How has your journalism degree and what you learned in school prepared you for your current career?
I now teach journalism students, so I think it prepared me well. I doubt I would have secured this position without a journalism degree. It provided rock-solid foundation. What’s more, I’m very glad I chose the broadcast journalism stream. It matches very well with Seneca’s Journalism program, which provides a hands-on training for multiple platforms journalism skills.
Can you talk about one of the biggest:
1) accomplishments you’ve made?
At the superficial level, being part of the White House Press corps for a day is a key highlight. This was when President Barack Obama visited Stanford in 2016. My White House press pass hangs in my office.
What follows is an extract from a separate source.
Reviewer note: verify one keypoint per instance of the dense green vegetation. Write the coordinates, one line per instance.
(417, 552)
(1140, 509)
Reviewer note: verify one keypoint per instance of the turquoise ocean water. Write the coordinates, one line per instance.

But on a deeper level, I think the accomplishments are found in the stories of people who generously opened up their homes, tents and hearts to me. I feel I fulfilled my role as a practicing journalist by telling those stories truthfully. As an educator, seeing or hearing a former student report the news gives me great joy.
2) challenges you’ve faced as a journalist?
My work as a journalist also exposed me to some of the challenges in far-flung corners of the world – on four continents. So, I guess there’s the stress one gets from some of those experiences. Being a captive in a ditch for hours in Juba, South Sudan, tops the list of the challenges.
What advice would you give to current journalism students?
Follow your own path, it’s likely going to zigzag. Ponder on your journalism. Be enterprising. Have fun.